Mientras tanto, Sandra los observa. La monitora está muy contenta de que estén en la naturaleza y asegura que es un espacio libre donde explorar sus necesidades y expresar sus emociones. “Pueden llorar, gritar y reír. El otro día, estando en la montaña, una chica “explotó” y pudo irse un rato y desahogarse a su aire. Antes de la pandemia teníamos muchas actividades por hacer, ¿pero qué necesitan estos niños y niñas realmente? Es el momento de parar y repensar”, dice.

Y es que en la pedagogía de emergencia se trata de tiempo libre estructurado: los monitores y monitoras les dan el material y los jóvenes se autogestionan. Por ejemplo, con una pelota y tres palos pueden trabajar la psicomotricidad. Además, cuentan con material gráfico proporcionado por los responsables del parque para que los jóvenes puedan, por ejemplo, detectar las huellas de los animales. “Nos han dado el entorno que no tenemos en el barrio Gótico”.

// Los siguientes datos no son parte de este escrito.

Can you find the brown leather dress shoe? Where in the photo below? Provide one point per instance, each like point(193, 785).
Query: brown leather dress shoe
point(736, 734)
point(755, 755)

Sin embargo, al principio, algunos jóvenes no querían subir a la montaña. “Son urbanos, no conocen el bosque, como mucho van a la playa de la Barceloneta. Pero para la mayoría es una verdadera necesidad. Lina, de 15 años y vecina del Poblenou, nos explica en un receso del juego que lo que más le gusta de Collserola es tener un momento tranquilo. “Me encanta el aire que se respira y el paisaje”. “En la ciudad hay demasiados coches, ruidos, edificios y personas”, cuenta Sandra.

Entonces llega la comida.

“¿Quién me ayuda a llevarla a los peques?”, pregunta. “¡Yo, vaya pregunta!” responde Christian, un joven que lleva un llamativo pañuelo en la cabeza. Él y otro chico se levantan y cada uno agarra una caja llena de ensaladas. Durante el confinamiento, Christian no ha llevado muy bien el hecho de no poder salir con los amigos y practicar fútbol, un deporte que retomará en septiembre. Gracias a estas salidas a la naturaleza, como el resto de sus compañeros, ha podido dejar atrás los malos recuerdos y recuperar la sensación de libertad en plena naturaleza, jugando con otros niños. Eso sí, en un espacio abierto y seguro.